In a simple example, where the derived parameter is, say, a slope
from Linear Regression, the slope estimates can then be used as the
response in an ANOVA or Multiple Regression analysis.
Your time series can be de-constructed in a suitable way, perhaps
using a breakpoint detection method, some ARIMA model parameter, or
even a more complex method such as describing the time series curve
using principle components.
Ones you have the derived parameters, these can then be modelled.

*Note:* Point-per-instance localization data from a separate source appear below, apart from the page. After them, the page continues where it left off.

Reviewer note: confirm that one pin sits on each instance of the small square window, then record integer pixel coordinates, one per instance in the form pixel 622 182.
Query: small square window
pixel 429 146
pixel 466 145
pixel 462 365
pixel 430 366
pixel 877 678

You should end up with model/s that determine or predict the
effect of each of the experimental factors such as
treatment/control, age, sex, group type (in combination) on all the
derived parameters. This should, in turn, lead to some standard
values of the derived parameters that occur under particular
combinations of the factor settings.
Of course the simpler the derived parameters the better, and one must
take care of correlations between these when establishing levels of
uncertainty around estimates of the 'standard' values.
Where the effect of factors on the parameters conflict in some way,
if this is possible, joint optimisation methods can be utilised.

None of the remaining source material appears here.